The status.installedRelease field is set only after both db_sync and schema-check complete successfully. If db_sync succeeds but the schema-check fails (drift detected), installedRelease is not updated to the new tag. This prevents the operator from recording a successful deployment when the database schema is in an inconsistent state.

---

Troubleshooting

Checking Schema Check Status

Inspect the DatabaseReady condition for schema-check-specific reasons:

kubectl get keystone <name> -o jsonpath='{.status.conditions[?(@.type=="DatabaseReady")]}'

During a schema check, this shows:

{
  "type": "DatabaseReady",
  "status": "False",
  "reason": "SchemaCheckInProgress",
  "message": "schema-check job is running",
  "observedGeneration": 3
}

On successful completion:

{
  "type": "DatabaseReady",
  "status": "True",
  "reason": "DatabaseSynced",
  "message": "Database schema is up to date (revision verified)",
  "observedGeneration": 3
}

Inspecting the Schema Check Job

kubectl get job <name>-schema-check
kubectl logs job/<name>-schema-check
kubectl describe job/<name>-schema-check

Common Issues

SchemaDriftDetected

Symptom: DatabaseReady=False, reason SchemaDriftDetected.

Possible causes:

1. Manual DDL changes -- Someone modified the database schema outside of keystone-manage db_sync.
2. Partial migration failure -- A previous db_sync run partially applied migrations before failing.
3. Database restore from stale backup -- The database was restored from a backup that predates the latest migration.
4. Missing alembic_version table -- The database has never been migrated (the alembic_version table does not exist).

Resolution:

1. Check the schema-check Job logs for the specific error:

   kubectl logs job/<name>-schema-check

2. For version mismatch: compare expected vs actual versions in the error message. Determine whether the database needs a manual db_sync or if a restore is needed.
3. For missing alembic_version table: the database has not been initialized. Verify the database connection and credentials.
4. After resolving the root cause, delete the failed Job to allow the operator to retry:

   kubectl delete job <name>-schema-check

   The TTL controller will also automatically clean up the Job after 5 minutes.
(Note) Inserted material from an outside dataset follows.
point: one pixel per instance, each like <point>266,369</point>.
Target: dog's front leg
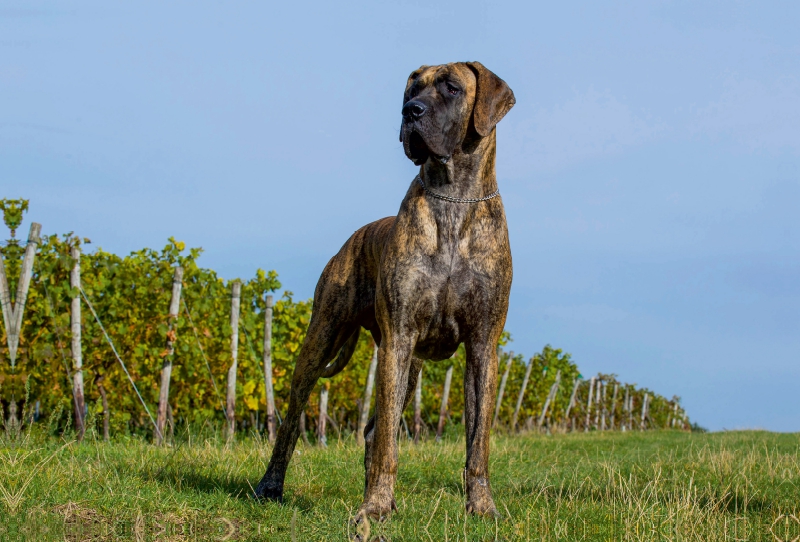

SchemaCheckInProgress Stuck

Symptom: DatabaseReady=False, reason SchemaCheckInProgress for an extended period.

Possible causes:

1. The schema-check pod is stuck in Pending (resource constraints, node scheduling).
2. The database is unreachable, causing the script to hang on connection.

Resolution:

1. Check pod status: kubectl get pods -l job-name=<name>-schema-check
2. Check pod events: kubectl describe pod -l job-name=<name>-schema-check
3. Verify database connectivity from within the namespace.

---

Limitations

1. Cannot extract actual revision from controller. The controller cannot access pod logs to extract the actual Alembic version string. The DatabaseSynced condition message uses a static "revision verified" marker rather than the actual revision hash. To see the actual revision, inspect the schema-check Job logs:

   kubectl logs job/<name>-schema-check

2. Non-upgrade path only. Schema drift detection runs only after the simple db_sync path. The expand-migrate-contract upgrade flow relies on Alembic's built-in validation.

3. No resource limits on schema-check Jobs. The schema-check Job inherits no resource requests/limits (BestEffort QoS).

4. Transient connectivity failures. The backoffLimit: 2 provides limited retry for transient database connectivity issues. If the database is temporarily unreachable, the schema-check may fail with SchemaDriftDetected even though the schema is correct. Deleting the failed Job triggers a retry on the next reconcile.